第65話 波乱の納涼祭4

(押しの強い女は苦手だ。どう断っても食い下がってくる…。)

 佐藤が困っていると、ツカツカと誰かがこちらに向かってくる。

「おー肉食女子ぃ、頑張ってるぅ〜?」

 酔っ払った彩が勢いよく女性社員に絡む。

「なっ、なんですかあなた!?」

「坂並!?」

「食堂でも声高らかに言ってたもんなぁ〜?将来有望だから狙ってるって♪」

「えっ、ちょっと…」

 いつぞやの会話を聞かれていた事を知り焦る肉食女子。

「そ、それだけじゃないですよ!?佐藤さんのその優しいところとかぁ、」

「あと顔だろぉ〜?顔が良いって言ってたじゃぁん。あんた面食いなんだって?」

「ちょっと!さっきから何なんですかあなたは!?」

 自分に不利なことばかり暴露されて怒る肉食女子だが、佐藤は彩を庇った。

「悪い、こいつ酔うと誰彼構わず絡んじまうんだわ。だからもう帰んな。な?」

「…っ、お疲れさまでしたっ!」

 肉食女子は唇を噛みながら踵を返し、早足で帰っていった。

「…坂並、お前酔ってないだろ。」

「スーパーマンが困ってたんで?余計なことかと思いつつ顔突っ込んでみました。」

 ふいっと佐藤から離れる彩。

「…あとチャラ男の件、ありがとうございました。」

「ん?なんのことだ?」

「…嘘ヘッタクソ。」

 彩がため息を吐いたと同時に、遠くから実行委員が「こっち終わりましたー!」と声をかけてきた。

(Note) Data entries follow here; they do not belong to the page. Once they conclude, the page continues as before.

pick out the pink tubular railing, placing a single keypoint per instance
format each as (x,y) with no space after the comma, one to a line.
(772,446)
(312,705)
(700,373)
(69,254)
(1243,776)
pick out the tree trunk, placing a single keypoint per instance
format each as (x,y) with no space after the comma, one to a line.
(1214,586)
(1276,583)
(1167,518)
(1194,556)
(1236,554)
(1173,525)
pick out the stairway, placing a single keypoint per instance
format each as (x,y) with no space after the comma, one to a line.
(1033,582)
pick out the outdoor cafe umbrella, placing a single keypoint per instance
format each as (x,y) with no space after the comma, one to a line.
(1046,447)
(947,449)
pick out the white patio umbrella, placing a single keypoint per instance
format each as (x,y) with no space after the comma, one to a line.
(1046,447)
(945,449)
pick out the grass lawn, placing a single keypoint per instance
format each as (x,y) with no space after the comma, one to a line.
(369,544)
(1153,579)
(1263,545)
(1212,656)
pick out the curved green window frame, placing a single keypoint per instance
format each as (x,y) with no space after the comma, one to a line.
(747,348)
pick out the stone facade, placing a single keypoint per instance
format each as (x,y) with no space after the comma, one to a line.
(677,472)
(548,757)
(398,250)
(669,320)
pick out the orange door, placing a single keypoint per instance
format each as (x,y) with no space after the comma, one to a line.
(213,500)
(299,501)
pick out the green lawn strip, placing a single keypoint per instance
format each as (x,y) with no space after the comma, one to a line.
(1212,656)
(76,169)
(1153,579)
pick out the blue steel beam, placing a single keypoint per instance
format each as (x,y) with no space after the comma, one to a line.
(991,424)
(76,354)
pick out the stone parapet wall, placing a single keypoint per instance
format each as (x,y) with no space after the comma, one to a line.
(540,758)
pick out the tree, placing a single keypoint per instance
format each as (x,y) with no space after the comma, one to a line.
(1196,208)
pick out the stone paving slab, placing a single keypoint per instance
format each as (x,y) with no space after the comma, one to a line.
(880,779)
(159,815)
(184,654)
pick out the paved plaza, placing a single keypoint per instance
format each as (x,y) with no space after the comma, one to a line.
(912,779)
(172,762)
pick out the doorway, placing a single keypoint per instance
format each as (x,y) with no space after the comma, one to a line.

「ありがとうー!あとやっとくからもう帰っていいぞー!」

 佐藤は実行委員たちに声をかけ、ゴミを運びだした。

「…手伝います。」

 彩もゴミ袋を持って佐藤に着いていった。

「お前も帰れよ。実行委員でも無いのにここまでしてくれなくても良いんだぞ?」

「……。」

「どうした?俺が心配か?さっきみたいに出待ちに絡まれないかって。」 

 冗談のつもりで佐藤は言ったのだが、彩から反応はなかった。

「…今日のお前なんか変だぞ?」

「…話、聞こえてました?」

「は?」

 彩は立ち止まって俯いたまま言い直した。

「チャラ男が話してたこと、聞こえてましたか?」

「…いや?周り煩かったし内容は聞こえてない。でも、お前が困った顔してたか……っ!」

 良いかけて慌てて佐藤は口をつぐんだ。

「い、今のは違う!らしくないお前が見えたからバランス崩して!!」

「ふっ、あんまり意味変わってないですよ。」

「〜〜〜っ。」

 口をへの字にしながらゴミを冊の中に放り投げる佐藤。

「…お前も女なんだから、守ってもらうことに抵抗するなよ。あとわざと強がったりするな。…辛い時は辛いって言え。」

 佐藤は彩に背を向けたままそう言い、暫く黙ってから「帰るぞ!」と一言だけ言って大股で歩いていった。

「…流石スーパーマンは言うことも男前だね。」

「早く来いよ、戸締まりすんぞ!」

 遠くで振り返り、彩を手招きする。彩はきゅっと口を結び、佐藤の元へ駆けていった。